Education has changed drastically over the years, with new technologies emerging to change the way we learn. A perfect example of this is virtual reality and its potential to change education as we know it. Virtual reality (VR) has been around since the 1960s, but it wasn’t until recent advancements in technology that VR became more accessible to the general public. These advancements have led to VR being used in more fields than ever before, including medicine, science, travel, gaming, and education.
How are we teaching our students now?
Teachers are always striving to find new, better ways to educate students. One tool teachers have long used is virtual reality; an immersive experience designed to simulate an environment that feels real but isn’t real. Rather than simply showing students a map of North America or demonstrating how oxygen molecules travel through our bodies, it’s possible to use virtual reality as a teaching tool by transporting them into a place and time where they can learn firsthand. For example, many schools already use virtual reality as part of their science curriculum; allowing students to get up close and personal with dinosaurs without leaving their classroom. The future of education will see students learning not just via instruction from a teacher, but also by creating their own experiences in virtual reality worlds. These virtual realities will transform learning and be something every student has access to — whether at home or in school. As well as educational experiences being available from schools themselves, there’ll be no need for kids to step foot on campus once they’re enrolled if classes take place entirely online — again using virtual reality as a platform for these lessons and interactions with other students.

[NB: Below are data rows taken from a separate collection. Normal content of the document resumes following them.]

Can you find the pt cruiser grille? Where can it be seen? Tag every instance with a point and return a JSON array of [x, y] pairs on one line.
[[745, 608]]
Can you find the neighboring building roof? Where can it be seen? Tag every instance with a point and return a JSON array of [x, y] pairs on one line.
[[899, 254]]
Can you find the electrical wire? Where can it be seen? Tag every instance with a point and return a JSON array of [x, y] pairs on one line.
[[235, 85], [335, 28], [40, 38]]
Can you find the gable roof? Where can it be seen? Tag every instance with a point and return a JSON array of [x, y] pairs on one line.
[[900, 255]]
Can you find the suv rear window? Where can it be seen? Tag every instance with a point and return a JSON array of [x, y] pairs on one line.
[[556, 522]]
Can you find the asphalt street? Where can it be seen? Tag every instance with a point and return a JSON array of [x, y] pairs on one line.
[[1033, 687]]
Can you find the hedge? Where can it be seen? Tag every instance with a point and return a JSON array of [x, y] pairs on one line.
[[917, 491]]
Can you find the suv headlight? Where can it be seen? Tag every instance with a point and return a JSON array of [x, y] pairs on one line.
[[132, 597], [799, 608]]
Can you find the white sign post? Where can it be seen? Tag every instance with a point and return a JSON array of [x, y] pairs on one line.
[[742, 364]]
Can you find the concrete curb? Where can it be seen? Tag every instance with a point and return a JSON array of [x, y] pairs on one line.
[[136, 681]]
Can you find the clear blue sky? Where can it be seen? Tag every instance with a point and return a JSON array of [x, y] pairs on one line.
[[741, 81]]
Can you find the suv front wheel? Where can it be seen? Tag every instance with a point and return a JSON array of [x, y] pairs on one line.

Virtual Reality Solutions on the Market
While there are many applications for virtual reality and education, a few stand out. One is Google Expeditions, which takes students on virtual field trips to anywhere around the world — from a tour of Rome’s Colosseum to an exploration of Mars via a NASA rover. Another example is Microsoft HoloLens, which can create immersive 3D environments, so students can see models or structures they wouldn’t otherwise be able to view or experience. Both options have one thing in common: They take students beyond what they already know and provide them with tools and techniques that go far beyond paper notes or pre-recorded lessons. It’s exciting — and likely not too far off — to imagine teachers using virtual reality (VR) more often in their classes as well. Imagine being able to study under Shakespeare himself, or walk-in Alexander Graham Bell’s shoes as he built his first telephone. The future may soon hold those opportunities at our fingertips. For now, though, educators should start getting familiar with virtual reality’s present possibilities. Whether you opt for VR solutions that you run yourself or sign up your school to participate in programs like Expeditions, there will undoubtedly be benefits to your students. If you want to learn more about virtual realities and how you might use them with your students sooner rather than later, talk it over with other teachers and administrators who will also reap rewards from such integration. At times like these where traditional learning doesn’t fit anymore, going forward together could pay real dividends for both educators and learners alike!
Why do you think it will be successful?
While virtual reality is still a relatively new technology, it has been picking up steam over the past few years. The best way to learn is through hands-on experience. When you can visualize or understand concepts like historical events, human anatomy, and geology, your learning abilities are greatly enhanced. Educators and students alike can benefit from using virtual reality applications as they allow students to become active participants in their education experience by immersing themselves in a simulated environment where knowledge can be gained. The benefits of virtual reality are vast for both teachers and students who are eager to have an all-encompassing educational experience that isn’t limited by geographical restrictions or time restraints.